A closer look into Russia’s military launches in Syria
Russia firmly established its presence in Syria and is not planning to back down from its last remaining military ally not sharing an immediate Russian border anytime soon. On November 3, the Russian Ministry of Defense (MoD) reported airstrikes against ISIS positions in the vicinity of Abu Kamal. @DFRLab uncovered the latest details on Russia’s military operation in Syria.
Russian defense officials reported six Tu-22M3 strategic bombers and six Kalibr sea-based cruise missiles hit terrorist strongholds, armament, ammunition depots, and important command centers.

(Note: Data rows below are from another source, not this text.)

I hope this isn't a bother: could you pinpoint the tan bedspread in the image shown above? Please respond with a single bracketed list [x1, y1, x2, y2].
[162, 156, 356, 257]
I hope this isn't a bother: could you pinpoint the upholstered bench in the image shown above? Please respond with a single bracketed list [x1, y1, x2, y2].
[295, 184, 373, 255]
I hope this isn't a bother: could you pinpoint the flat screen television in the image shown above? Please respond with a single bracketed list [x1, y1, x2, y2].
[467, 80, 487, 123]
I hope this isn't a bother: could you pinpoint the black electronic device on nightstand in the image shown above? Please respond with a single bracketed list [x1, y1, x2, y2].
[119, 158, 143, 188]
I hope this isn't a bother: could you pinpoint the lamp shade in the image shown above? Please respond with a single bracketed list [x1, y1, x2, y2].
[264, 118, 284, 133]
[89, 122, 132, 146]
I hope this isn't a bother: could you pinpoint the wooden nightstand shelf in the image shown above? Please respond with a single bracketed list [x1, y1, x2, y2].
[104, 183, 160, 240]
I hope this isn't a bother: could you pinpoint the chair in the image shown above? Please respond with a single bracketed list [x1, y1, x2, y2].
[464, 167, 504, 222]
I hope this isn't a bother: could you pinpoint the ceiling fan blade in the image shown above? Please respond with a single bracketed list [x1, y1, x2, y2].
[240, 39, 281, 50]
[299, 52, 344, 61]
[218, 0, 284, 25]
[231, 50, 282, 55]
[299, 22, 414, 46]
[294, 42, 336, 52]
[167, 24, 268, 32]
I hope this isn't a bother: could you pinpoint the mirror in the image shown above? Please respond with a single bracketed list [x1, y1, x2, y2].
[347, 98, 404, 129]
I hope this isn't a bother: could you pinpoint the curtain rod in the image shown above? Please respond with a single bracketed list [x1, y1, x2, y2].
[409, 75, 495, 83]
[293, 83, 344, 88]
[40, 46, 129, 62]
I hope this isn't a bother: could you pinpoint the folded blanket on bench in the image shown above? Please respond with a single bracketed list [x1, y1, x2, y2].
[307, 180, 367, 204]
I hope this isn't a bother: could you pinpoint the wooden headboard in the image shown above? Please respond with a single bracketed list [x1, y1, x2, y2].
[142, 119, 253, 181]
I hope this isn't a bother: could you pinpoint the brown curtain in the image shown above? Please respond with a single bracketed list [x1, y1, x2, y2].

This was the last day of a three day-long operation designed to pave way for Syrian government forces loyal to Bashar al-Assad and push out ISIS remnants from the area along the Euphrates River in eastern Syria. The Russian MoD provided a video, which also appeared in Russian media, but provided limited information about the operation.
Here is a general overview:
Russian submarines Kolpino and Veliky Novgorod entered the Mediterranean Sea on August 28, 2017. The Kilo class submarines were equipped with Kalibr family missiles. There are well over a dozen different variants of Kalibr missiles, which vary in launch platform, range, target profile, and speed. Each variant packs a 450-kilogram warhead or a nuclear payload. The land attack variants, the 3M14T and 3M14K (NATO call sign: SS-N-30A), have a range of 2000 kilometres.
The Russian MoD stated six of Kalibr missiles were launched on November 3, and hit critical ISIS infrastructure ahead of an advance by Syrian government forces. In video published by the Russian MoD, we can see six missiles launched from the Russian Kolpino submarine.
The Kalibr missiles are considered to be precision guided missiles, with technical specifications similar to U.S. Tomahawk missiles. Using Russian drone footage, we took a deeper look into Russian target locations. All of the strikes seen in the video were made in the vicinity of Abu Kamal, a small Syrian town next to the border with Iraq. With limited video footage, we were able to geolocate three strikes.
One of the Kalibr strikes took out a building north of Abu Kamal.
The second Kalibr strike was launched to take out a warehouse type building southwest of Abu Kamal.
The third strike took out a building complex in the southeastern part of Abu Kamal.
The Russian MoD did not specify what ISIS utilized each building for, but the precision Kalibr strikes can be justified as reasonable means in urban areas where the risk of collateral damage is significant.
According to the statement of Russian MoD, six Tu-22M3 long-range bombers were also used to inflict damage on ISIS positions. The video provides very little information on what targets the bombers actually hit, except for specific Euphrates river bends in the background. These bends suggest the bombs were also dropped in the region around Abu Kamal.
Each Tu-22M3 dropped six aerial bombs. Only two long-range bombers were included in the video, thus the targets of the four other bombers remain unknown.
Local media and outlets friendly to the Assad regime did not provide any additional video footage of the operation. One video surfaced on Russian Facebook alternative VKontakte (VK), which allegedly showed the actual bombing of Abu Kamal. The video showed aerial bombing of a town with similarities to Abu Kamal. The bombing itself is sporadic and people can be seen fleeing in panic. The dust clouds from the bombs are also similar in number to the bombs dropped by the Russian bombers. Nonetheless, the actual date of the video footage was not confirmed.
Russian Military remains highly involved with fighting throughout in Syria. The November 3 operation is just one of many carried out since Russia’s involvement increased in 2015. Even though no confirmed videos surfaced from the ground around Abu Kamal, the very use of long-range bombers in urban areas is alarming. This Russian bombing operation supported the advancing Syrian army troops, who finally liberated town of Abu Kemal on November 9.